The Primate´s Palace, considered to be the most beautiful Classicist buildings in Bratislava, was designed by Hungarian architect Melchior Hefele for the Archbishop of Esztergom and Primate of Hungary, Cardinal Jozef Batthyany in 1778. The palace and the famous Hall of Mirrors witnessed many major historic events, such as the signature of the Treaty of Pressburg between Austria and France in 1805 or the opening session of the Hungarian Parliament that had its seat in the building of today´s University Library. In August 1903, the palace was bought by the city and today serves as a seat of the city mayor of the capital.
The Primate´s Palace is closely related to the history of the City Gallery of Bratislava, as until 1975 it served as a seat of the gallery that regularly presented its exhibition projects in the exhibition hall on the ground floor. In the State rooms, the collections were displayed until the reconstruction of the palace in 1986.

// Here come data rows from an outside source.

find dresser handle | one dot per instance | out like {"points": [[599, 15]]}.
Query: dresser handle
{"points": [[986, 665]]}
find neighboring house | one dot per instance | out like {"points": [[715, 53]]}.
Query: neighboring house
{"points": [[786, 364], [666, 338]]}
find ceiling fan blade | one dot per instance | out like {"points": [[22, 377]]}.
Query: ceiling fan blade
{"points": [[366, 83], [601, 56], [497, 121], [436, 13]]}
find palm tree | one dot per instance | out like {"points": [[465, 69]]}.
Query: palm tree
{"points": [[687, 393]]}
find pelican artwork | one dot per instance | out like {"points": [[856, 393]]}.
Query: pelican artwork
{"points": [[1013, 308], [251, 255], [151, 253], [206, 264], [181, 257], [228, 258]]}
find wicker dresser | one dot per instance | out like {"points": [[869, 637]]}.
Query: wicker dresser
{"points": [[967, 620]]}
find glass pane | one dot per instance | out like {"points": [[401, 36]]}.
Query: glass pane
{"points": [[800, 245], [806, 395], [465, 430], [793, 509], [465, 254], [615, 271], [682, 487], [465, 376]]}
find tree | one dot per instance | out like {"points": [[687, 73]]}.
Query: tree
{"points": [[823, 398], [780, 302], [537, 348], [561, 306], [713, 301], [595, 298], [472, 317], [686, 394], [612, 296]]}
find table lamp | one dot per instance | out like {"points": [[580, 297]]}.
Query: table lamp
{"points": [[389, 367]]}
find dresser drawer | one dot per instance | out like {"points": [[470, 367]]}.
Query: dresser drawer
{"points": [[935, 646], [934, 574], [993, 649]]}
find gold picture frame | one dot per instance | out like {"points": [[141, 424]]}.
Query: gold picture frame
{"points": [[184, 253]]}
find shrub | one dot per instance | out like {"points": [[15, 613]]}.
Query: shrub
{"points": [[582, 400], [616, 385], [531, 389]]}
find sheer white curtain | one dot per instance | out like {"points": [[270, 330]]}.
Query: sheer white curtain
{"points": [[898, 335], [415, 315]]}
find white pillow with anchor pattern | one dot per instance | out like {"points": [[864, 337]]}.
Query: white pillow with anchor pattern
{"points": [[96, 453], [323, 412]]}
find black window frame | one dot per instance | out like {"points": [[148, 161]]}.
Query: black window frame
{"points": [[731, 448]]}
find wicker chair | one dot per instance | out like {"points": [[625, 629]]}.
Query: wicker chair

In 1993, a new permanent exhibition was installed in the State rooms on the first floor (piano nobile) – the Picture Gallery that features over 60 works of art.
In the entrance hall the visitors can see official portraits of selected monarchs of the Habsburg and Habsburg-Lotrin family, which were originally placed in the Old Town Hall that doesn´t exist anymore. A precious and unique set of six English tapestries from Mortlake has been installed in five salons on the northern side of the building, overlooking the square. Other works displayed in the Primate´s Palace include paintings depicting biblical scenes from the workshops of Italian artists of the 16th and 17th centuries. In small rooms oriented southward the visitors can see collections of the 17th-century Dutch and Flemish genre painting. The last room leads to the oratory in St Ladislav chapel.
The building of the Primate´s Palace has been administered by the City Council of Bratislava.